<
>

Huracán-San Lorenzo, o el contraste entre el deseo del hincha y la realidad

¿Qué quiere el hincha cuando va a ver un clásico? Quiere, antes que ninguna otra cosa, ganar. Si no lo consigue, espera que su equipo juegue bien, o quizás que sus jugadores demuestren que han hecho todo lo posible por el primer objetivo, que es ganar. Anhela que lo demuestren de forma contundente, sin dejar dudas. Luego, recién en último término, en el fondo de la canasta de posibilidades deseables, aparece el módico deseo de no perder.

Entonces, ¿por qué muchos equipos del fútbol argentino tienen las prioridades al revés a la hora de afrontar un clásico? Añoran, como principal meta, la evasión de la derrota. Quieren, antes que nada, no perder. Y luego, si la bondad implícita del juego le abre posibilidades que no buscaron, tal vez se encuentren con una victoria de ocasión.

En ese contraste se vivió el clásico de la Copa de la Liga entre Huracán y San Lorenzo. El pueblo de Parque Patricios llenó el estadio Tomás Adolfo Ducó una vez más, algo que ya se convirtió en costumbre a la hora de enfrentar a los de Boedo. Varias decenas de miles de personas llegaron con una ambición clara e indiscutible: ganarle a su histórico rival en el autodenominado "clásico de barrio más grande del mundo". Nadie caminó por Colonia hasta Amancio Alcorta o por Luna hasta Miravé con el afán de disfrutar de un prolijo empate. La espera y el respeto por este encuentro se honra con la irrenunciable aspiración de un rotundo éxito.

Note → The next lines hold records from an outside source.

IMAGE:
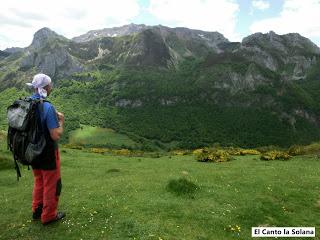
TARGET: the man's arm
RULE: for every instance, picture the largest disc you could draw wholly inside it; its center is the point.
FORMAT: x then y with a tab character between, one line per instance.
56	133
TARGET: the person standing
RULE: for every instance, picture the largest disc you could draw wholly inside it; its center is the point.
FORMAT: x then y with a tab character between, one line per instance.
47	178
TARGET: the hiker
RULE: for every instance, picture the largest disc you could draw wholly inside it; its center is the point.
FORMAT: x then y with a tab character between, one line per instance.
47	179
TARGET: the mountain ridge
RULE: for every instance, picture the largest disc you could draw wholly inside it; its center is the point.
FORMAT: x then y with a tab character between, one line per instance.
178	84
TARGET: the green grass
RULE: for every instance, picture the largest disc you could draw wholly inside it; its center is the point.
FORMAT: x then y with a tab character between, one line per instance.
101	137
114	197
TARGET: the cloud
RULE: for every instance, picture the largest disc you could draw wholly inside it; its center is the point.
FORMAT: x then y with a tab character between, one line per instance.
296	16
19	20
260	4
206	15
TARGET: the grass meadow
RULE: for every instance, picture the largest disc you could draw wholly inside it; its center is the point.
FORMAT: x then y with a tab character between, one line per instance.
168	197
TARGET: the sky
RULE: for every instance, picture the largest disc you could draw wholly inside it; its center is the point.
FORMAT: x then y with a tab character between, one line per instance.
235	19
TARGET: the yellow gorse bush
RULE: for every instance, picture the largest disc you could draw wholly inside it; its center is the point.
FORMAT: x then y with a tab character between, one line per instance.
275	155
213	155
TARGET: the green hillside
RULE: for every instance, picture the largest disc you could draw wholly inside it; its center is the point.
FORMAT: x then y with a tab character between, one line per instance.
164	106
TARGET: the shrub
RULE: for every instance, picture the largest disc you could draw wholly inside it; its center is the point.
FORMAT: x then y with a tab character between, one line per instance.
295	150
213	155
275	155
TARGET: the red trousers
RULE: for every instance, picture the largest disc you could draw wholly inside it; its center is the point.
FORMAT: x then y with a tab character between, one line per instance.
46	190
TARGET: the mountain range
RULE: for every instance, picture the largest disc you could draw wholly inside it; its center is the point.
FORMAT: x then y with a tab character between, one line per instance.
179	85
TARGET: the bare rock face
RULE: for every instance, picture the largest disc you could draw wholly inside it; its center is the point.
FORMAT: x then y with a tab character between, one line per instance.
111	32
48	53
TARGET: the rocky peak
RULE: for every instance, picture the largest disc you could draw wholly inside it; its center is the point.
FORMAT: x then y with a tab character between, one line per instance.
284	43
111	32
42	36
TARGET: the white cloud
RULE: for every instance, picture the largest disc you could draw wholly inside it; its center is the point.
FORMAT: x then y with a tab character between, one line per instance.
260	4
296	16
19	20
206	15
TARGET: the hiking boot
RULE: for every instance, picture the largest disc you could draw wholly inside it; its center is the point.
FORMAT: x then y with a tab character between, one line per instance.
36	215
59	216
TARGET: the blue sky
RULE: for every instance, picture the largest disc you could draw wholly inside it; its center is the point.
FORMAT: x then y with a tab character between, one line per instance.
235	19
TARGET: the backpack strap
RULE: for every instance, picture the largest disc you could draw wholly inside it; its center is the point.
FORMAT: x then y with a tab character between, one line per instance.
16	165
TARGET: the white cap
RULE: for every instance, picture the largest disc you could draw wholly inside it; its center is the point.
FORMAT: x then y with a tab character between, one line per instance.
39	81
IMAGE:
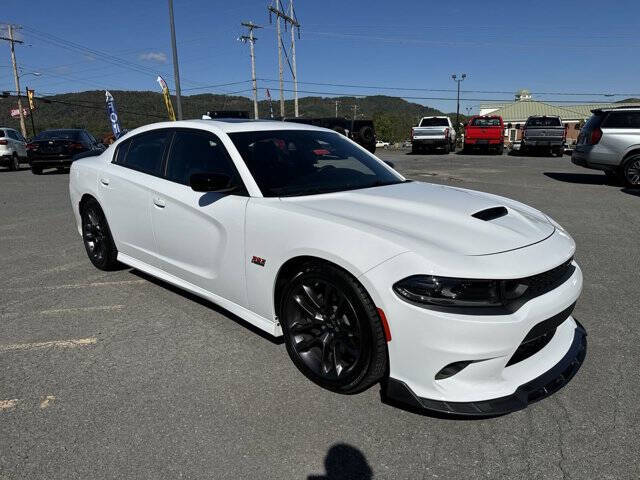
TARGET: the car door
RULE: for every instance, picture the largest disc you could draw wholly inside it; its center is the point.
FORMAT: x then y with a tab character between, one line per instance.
200	236
125	192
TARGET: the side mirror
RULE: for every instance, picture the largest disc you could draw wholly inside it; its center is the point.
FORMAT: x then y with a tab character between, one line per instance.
211	182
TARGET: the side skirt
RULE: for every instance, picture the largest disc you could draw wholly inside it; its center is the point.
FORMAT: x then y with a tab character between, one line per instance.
272	328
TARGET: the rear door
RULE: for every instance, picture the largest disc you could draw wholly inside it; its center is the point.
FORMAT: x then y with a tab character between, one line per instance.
125	192
200	236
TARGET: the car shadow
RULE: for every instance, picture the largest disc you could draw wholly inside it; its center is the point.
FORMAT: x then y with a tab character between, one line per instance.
582	178
631	191
208	304
344	462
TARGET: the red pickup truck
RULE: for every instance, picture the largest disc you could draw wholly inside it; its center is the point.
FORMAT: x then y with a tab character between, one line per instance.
484	132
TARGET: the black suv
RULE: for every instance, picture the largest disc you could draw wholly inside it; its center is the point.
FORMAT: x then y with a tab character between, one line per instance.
56	148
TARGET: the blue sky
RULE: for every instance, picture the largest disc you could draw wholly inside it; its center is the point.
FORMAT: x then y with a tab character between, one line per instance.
547	46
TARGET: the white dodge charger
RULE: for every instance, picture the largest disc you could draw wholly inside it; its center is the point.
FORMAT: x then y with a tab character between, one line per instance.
454	300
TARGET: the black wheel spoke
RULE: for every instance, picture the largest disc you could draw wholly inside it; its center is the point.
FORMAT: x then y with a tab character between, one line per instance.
323	328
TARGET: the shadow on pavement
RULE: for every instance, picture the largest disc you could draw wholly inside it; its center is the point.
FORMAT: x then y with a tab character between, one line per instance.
207	304
583	178
631	191
344	462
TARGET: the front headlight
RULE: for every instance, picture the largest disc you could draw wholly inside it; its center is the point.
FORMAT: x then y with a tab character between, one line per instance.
458	292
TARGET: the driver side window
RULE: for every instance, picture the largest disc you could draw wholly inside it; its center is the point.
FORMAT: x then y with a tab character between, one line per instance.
198	152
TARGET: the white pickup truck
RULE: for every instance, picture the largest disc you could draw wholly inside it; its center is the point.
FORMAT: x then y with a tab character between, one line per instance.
433	132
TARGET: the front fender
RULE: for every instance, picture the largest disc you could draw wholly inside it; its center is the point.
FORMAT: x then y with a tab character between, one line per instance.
277	233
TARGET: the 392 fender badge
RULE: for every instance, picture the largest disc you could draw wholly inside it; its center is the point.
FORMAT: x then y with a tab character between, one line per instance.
258	261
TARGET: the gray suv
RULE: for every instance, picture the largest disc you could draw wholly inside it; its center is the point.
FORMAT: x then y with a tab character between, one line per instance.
610	141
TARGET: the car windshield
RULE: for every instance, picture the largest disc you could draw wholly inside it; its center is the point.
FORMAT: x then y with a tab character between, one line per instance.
434	122
306	162
58	135
544	122
485	122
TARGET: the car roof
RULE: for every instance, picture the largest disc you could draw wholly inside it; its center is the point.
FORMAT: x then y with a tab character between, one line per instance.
228	125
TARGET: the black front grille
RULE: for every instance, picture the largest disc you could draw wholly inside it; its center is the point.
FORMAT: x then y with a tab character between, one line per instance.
539	336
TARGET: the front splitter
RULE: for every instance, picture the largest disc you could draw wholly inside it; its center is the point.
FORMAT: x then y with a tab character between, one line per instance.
534	390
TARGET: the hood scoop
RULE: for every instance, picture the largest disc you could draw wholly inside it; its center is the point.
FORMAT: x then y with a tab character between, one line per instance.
491	213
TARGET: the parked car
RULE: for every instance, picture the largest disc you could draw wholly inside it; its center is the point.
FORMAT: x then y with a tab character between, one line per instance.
13	148
457	301
360	131
433	132
514	147
544	134
56	148
484	132
610	141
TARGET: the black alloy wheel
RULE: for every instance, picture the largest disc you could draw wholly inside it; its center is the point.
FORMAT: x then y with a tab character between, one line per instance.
332	330
631	171
97	238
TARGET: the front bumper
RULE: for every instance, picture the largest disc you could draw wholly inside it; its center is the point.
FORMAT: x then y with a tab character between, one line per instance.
532	391
424	341
430	142
50	162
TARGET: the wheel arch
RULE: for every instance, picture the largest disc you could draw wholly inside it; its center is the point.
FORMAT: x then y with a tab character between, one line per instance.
288	268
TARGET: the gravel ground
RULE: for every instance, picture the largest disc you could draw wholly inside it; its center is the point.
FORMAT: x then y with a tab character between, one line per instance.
146	381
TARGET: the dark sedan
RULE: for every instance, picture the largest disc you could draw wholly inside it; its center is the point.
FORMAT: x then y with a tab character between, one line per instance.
56	148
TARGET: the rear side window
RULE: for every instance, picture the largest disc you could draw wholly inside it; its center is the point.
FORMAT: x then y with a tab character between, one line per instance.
485	122
145	152
434	122
622	120
197	152
544	122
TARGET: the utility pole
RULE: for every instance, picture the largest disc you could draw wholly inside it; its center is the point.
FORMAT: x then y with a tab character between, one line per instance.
458	81
176	70
33	125
292	15
278	14
251	39
289	18
12	41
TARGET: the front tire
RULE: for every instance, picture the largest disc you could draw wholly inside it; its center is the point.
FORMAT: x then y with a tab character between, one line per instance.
332	330
97	238
14	165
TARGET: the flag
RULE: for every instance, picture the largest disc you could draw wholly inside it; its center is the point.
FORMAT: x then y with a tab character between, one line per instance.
270	104
31	97
167	98
113	115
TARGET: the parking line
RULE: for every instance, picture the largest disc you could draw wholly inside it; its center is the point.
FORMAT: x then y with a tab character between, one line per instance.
72	286
8	404
102	308
79	342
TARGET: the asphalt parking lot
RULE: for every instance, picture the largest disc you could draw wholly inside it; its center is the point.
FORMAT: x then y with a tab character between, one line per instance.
116	375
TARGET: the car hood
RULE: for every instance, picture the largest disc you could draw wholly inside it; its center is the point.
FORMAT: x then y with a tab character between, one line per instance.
416	214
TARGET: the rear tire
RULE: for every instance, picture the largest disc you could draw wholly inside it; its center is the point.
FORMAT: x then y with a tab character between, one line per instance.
97	238
631	172
332	330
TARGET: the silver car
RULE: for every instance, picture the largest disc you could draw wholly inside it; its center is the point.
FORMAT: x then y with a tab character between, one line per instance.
610	141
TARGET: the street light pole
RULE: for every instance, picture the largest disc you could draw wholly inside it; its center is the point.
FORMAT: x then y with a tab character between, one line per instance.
458	81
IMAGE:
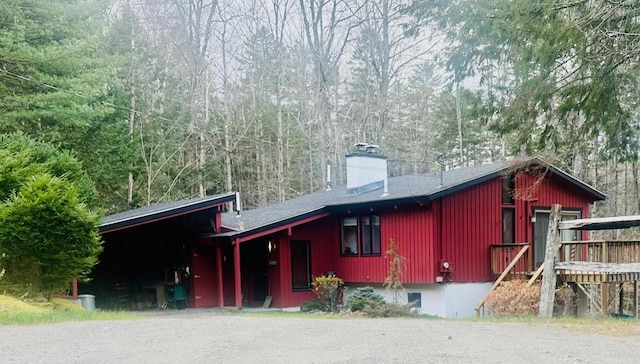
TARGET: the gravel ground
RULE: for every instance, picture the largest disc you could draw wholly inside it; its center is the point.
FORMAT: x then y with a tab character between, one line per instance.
208	337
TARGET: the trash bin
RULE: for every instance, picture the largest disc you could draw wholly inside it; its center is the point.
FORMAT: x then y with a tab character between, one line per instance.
180	297
87	301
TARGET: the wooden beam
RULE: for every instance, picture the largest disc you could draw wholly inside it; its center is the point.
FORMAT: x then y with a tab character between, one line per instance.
504	274
600	223
598	267
219	273
286	228
535	275
604	295
547	291
635	298
237	274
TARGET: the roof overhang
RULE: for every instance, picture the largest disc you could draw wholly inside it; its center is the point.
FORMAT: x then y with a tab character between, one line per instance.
601	223
284	224
146	215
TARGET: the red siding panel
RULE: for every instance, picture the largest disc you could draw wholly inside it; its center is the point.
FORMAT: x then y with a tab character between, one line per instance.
411	228
458	228
471	222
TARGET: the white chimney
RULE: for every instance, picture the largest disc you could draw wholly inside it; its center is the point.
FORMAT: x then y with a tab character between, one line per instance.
366	169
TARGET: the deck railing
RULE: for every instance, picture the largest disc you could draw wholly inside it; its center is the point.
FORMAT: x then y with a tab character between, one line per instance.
603	251
503	254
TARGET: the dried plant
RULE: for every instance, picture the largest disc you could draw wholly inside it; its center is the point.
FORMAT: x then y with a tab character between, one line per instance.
393	281
329	290
514	298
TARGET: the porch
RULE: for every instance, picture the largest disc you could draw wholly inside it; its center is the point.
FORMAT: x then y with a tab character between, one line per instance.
602	271
586	261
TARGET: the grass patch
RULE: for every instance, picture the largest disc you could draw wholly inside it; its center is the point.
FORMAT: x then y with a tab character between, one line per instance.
17	312
46	317
598	325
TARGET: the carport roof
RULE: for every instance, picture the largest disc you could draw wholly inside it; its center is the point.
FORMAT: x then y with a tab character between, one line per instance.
412	188
161	211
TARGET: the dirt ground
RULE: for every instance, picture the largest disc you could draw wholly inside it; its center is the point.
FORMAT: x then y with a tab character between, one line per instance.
209	337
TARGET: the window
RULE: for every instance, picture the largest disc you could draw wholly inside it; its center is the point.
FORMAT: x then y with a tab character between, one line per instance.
508	189
360	234
350	236
508	210
301	264
508	225
415	299
371	235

El duelo porteño tiene un presente mucho más parejo al que se presume. Todos los partidos de las Copas de la Liga y similares (Copa de la Superliga y Copa Diego Maradona) habían terminado igualados, aunque es cierto que en 2019 San Lorenzo eliminó a Huracán por penales tras dos 0-0. Además, de los diez anteriores duelos de Liga, cuatro ganó San Lorenzo, cuatro fueron empates y dos ganó Huracán. Es decir que los hinchas de Parque Patricios ya no ven la victoria como algo lejano y ajeno.

"Esta tarde cueste lo que cueste, esta tarde tenemos que ganar", cantaron las cuatro tribunas desde una hora y media antes del comienzo del partido. "Tenemos que ganar" dice, sabia, la canción. No grita "tenemos que tratar de no perder". El hincha va por todo, siempre. Sueña lo máximo. Más aún el hincha del fútbol argentino. Aquí el sueño es salir campeón. Para los cinco grandes o para los que recién llegan a Primera.

El pueblo de Huracán conoce las limitaciones de su equipo, los problemas del presente y las dificultades que terminaron en la salida de su entrenador Facundo Sava. Ellos son víctimas y victimarios de las urgencias de este tiempo. Pero al mismo tiempo saben que el fútbol es generoso y que un plan ambicioso a veces alcanza para conseguir resultados que se festejarán por años. Esa es otra de las razones por las cuales el triunfo es el gran objetivo: porque es tan grande el premio, que vale la pena arriesgarse.

Sin embargo, los profesionales muchas veces piensan lo contrario. Si hay mucho para ganar, significa hay aún más para perder. Y allí es cuando aparece el principal enemigo del buen fútbol: el miedo. Es imposible jugar bien si se juega con temor a la derrota. Así no hay inventiva, no hay toma de riesgos, no hay asociaciones colectivas, ni arrestos individuales. Cada movimiento está condicionado por la posibilidad mortal de la derrota.

No importa quiénes jueguen, ni los sistemas tácticos o las estrategias. Si el miedo irrumpe, no hay salvación. El pavor adquiere diferentes formas, como esos monstruos proteicos de algunas historias terroríficas. Su forma más común es la cautela. Pero también se puede ver en la imprecisión, o en la exagerada vehemencia, que muchas veces viene disfrazada de valentía.

Este sábado, Huracán y San Lorenzo protagonizaron un 0-0 del que es casi imposible hablar en términos futbolísticos. Un empate en el que no hubo acciones positivas de juego. El visitante nunca quiso ir a buscar el área rival, mientras que el local tuvo mínimos arrebatos aislados sin lucidez ni inteligencia. Se cancelaron por temor.

Los cuerpos técnicos de ambos clubes se fueron con la sensación de la tarea cumplida: evitaron la derrota sin que importe cómo. Todo lo contrario ocurrió con el público. En los minutos finales, la gente de Huracán intentó empujar al equipo, que no acompañó ese aliento. La multitud se retiró en silencio, sin ofrecer aplausos ni reconocimiento alguno a sus representantes por haber cumplido con el deseo más insignificante de todos.